The Government Accountability Office (GAO) has come out with yet another report lambasting the federal food safety system for being fragmented and in need of reform, this time calling on the Office of Management and Budget to facilitate better governmentwide coordination.
In a report released Friday, GAO noted that while President Obama’s Food Safety Working Group was a “positive first step,” additional interagency planning will be necessary to streamline food safety oversight at the federal level. The accountability report comes on the tails of a governmentwide report on inefficiency and redundancy that recommended a consolidation of food safety oversight, which is currently in the hands of 15 agencies, into a single food safety agency.
“For more than a decade, GAO has reported on the fragmented nature of federal food safety oversight and how it results in inconsistent oversight, ineffective coordination, and inefficient use of resources,” the agency noted.
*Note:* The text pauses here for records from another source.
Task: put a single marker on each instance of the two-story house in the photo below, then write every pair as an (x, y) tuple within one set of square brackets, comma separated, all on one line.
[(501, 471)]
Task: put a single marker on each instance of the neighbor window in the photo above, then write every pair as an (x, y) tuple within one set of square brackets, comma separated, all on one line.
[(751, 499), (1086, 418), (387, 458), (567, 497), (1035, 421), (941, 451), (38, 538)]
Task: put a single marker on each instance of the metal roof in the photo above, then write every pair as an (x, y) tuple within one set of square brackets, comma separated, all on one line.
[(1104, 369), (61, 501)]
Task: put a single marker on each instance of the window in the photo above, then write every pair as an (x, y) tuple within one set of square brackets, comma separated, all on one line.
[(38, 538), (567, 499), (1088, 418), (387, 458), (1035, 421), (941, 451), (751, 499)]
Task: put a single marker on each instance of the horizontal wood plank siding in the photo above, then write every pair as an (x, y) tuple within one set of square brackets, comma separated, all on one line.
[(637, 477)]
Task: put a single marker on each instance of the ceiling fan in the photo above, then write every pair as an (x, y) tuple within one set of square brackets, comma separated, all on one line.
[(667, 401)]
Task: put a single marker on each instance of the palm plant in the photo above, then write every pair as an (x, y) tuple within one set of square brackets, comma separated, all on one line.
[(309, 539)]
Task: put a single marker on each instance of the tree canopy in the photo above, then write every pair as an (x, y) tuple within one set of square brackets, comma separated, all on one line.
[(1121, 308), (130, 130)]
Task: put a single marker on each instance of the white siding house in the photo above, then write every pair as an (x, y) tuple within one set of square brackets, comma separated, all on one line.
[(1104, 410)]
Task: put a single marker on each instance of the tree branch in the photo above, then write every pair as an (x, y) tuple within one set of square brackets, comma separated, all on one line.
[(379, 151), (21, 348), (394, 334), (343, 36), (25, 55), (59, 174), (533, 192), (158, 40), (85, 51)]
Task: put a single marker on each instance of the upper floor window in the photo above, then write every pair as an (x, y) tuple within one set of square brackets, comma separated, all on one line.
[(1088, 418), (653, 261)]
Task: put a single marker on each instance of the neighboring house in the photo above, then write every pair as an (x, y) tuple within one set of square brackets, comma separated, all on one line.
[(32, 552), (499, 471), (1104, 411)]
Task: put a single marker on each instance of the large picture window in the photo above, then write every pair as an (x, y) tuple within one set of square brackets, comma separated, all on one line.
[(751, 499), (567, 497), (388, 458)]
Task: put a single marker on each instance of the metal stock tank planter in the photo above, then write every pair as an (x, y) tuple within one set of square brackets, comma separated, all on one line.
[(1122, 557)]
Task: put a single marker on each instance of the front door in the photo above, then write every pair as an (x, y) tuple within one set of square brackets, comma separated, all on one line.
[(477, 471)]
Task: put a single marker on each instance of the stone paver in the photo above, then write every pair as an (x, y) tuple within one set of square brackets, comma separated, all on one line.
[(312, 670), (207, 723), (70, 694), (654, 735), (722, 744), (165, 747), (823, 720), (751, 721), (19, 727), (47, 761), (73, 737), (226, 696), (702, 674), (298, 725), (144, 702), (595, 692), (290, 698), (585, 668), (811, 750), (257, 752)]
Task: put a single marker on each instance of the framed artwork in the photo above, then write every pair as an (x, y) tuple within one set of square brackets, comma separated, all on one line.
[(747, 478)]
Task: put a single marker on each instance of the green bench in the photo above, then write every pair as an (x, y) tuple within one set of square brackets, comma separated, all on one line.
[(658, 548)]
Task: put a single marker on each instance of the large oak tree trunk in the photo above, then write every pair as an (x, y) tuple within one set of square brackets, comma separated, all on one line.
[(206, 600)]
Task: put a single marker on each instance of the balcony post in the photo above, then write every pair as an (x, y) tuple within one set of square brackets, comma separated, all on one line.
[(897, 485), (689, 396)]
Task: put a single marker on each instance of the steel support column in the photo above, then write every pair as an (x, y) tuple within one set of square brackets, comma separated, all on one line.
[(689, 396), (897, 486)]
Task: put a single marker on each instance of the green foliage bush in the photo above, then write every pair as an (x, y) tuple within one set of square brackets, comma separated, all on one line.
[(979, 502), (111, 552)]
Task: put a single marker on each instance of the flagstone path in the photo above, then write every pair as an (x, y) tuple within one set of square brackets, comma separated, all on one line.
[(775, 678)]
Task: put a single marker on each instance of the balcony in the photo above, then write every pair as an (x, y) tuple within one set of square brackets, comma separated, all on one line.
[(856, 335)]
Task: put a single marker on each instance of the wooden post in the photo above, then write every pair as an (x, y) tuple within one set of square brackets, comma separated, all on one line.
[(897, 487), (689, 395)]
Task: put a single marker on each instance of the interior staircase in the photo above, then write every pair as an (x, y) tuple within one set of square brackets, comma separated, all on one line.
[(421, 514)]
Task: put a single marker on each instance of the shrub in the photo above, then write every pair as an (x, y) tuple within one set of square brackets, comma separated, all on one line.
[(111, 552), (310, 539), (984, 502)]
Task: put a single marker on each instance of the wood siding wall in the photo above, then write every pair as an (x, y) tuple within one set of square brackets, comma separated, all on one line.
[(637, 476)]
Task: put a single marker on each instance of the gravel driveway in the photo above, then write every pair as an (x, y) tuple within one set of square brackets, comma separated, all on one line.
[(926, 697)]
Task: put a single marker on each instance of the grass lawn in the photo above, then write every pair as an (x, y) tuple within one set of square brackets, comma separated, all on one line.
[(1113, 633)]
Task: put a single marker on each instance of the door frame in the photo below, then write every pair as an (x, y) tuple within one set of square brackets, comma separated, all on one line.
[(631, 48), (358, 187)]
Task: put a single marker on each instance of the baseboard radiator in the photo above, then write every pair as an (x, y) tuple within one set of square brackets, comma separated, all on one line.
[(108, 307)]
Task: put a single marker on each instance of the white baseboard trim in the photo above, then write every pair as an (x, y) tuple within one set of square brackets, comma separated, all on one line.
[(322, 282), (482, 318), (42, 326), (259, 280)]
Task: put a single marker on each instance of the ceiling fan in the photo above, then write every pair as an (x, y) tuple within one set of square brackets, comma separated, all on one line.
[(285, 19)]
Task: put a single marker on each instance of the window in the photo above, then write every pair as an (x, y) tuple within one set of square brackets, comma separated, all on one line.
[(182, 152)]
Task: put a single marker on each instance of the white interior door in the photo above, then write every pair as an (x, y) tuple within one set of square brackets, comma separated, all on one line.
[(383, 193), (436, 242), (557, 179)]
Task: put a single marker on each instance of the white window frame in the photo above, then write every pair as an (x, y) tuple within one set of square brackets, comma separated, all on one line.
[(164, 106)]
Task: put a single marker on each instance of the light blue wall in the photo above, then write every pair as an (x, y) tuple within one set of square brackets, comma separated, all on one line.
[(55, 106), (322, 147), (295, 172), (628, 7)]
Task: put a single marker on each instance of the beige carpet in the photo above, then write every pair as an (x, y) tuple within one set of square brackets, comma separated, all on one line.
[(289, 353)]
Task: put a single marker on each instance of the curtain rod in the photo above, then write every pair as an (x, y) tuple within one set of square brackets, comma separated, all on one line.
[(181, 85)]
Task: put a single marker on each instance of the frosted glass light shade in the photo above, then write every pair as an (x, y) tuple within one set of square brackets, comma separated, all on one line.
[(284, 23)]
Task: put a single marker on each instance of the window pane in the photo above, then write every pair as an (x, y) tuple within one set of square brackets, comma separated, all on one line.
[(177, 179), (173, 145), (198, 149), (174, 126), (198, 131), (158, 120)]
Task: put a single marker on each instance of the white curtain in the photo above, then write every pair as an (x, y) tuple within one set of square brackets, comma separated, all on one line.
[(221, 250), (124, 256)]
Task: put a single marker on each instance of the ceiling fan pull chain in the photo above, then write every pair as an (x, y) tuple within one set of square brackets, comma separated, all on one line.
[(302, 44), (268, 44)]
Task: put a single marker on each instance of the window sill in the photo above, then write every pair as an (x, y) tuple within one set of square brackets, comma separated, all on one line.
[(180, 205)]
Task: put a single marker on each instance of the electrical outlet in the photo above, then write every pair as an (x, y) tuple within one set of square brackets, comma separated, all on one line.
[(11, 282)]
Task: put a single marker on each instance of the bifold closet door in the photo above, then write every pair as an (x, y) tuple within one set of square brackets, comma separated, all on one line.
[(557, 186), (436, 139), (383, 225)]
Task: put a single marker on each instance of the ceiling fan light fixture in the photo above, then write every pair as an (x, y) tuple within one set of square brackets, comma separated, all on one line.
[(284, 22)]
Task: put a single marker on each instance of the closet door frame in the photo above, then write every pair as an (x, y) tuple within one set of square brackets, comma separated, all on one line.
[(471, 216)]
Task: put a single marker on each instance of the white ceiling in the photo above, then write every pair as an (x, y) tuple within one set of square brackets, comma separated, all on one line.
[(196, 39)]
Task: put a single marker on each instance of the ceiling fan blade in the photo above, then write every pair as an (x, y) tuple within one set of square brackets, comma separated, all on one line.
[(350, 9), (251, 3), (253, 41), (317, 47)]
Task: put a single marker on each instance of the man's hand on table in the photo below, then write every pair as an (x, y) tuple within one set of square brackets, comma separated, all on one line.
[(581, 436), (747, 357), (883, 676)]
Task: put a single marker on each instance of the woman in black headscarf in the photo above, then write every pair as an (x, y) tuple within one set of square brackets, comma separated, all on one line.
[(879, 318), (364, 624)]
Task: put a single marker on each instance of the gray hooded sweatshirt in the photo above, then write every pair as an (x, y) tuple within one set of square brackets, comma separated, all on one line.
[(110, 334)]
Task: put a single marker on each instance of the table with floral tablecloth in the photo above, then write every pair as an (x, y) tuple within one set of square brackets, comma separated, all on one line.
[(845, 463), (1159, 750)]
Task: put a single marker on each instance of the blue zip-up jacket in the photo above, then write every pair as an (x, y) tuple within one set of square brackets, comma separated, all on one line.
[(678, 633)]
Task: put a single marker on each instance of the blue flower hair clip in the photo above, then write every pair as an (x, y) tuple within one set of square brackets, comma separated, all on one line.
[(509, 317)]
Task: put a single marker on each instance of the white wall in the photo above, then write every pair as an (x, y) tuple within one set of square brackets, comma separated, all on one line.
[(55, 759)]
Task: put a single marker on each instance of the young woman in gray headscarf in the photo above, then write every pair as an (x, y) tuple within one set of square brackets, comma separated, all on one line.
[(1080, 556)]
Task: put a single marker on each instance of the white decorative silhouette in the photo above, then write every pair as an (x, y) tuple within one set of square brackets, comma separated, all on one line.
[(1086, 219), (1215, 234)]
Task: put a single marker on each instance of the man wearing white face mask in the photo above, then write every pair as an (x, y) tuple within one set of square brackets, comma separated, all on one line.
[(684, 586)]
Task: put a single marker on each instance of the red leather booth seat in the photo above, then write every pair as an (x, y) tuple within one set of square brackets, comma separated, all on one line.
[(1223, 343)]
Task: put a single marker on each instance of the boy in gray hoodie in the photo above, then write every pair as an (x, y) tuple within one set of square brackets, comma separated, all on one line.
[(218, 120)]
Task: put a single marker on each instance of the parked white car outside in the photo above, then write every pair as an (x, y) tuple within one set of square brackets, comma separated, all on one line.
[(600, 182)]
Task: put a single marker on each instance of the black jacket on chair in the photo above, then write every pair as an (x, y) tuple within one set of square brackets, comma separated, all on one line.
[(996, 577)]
Since 2007, GAO has flagged food safety as a “high-risk” issue in need of attention and issued over a dozen reports highlighting various vulnerabilities and illustrating the divides in jurisdiction. The U.S. Food and Drug Administration (FDA) is charged with overseeing approximately 80 percent of the food supply, pretty much everything except meat, poultry, and processed egg products — those fall under the purview U.S. Department of Agriculture (USDA).
As Food Safety News‘ Gretchen Goetz recently explained, the logic behind food product jurisdiction can seem nonsensical: “The rules that determine which agency is responsible for which food can be complex, and sometimes the division of labor defies categorization altogether.”
Among the recent reports focused on food safety: in 2009, GAO found gaps in import safety. Last year, GAO called on FDA to have more transparency regarding irradiation and blasted USDA’s Food Safety and Inspection Service for inconsistent enforcement of humane slaughter laws — to name a few.
The new report recommends that the Office of Management and Budget, in consultation with the involved food safety agencies, develop a “government wide performance plan for food safety” that is results-oriented, and discuss strategy and resource management. GAO recommends the report be updated annually.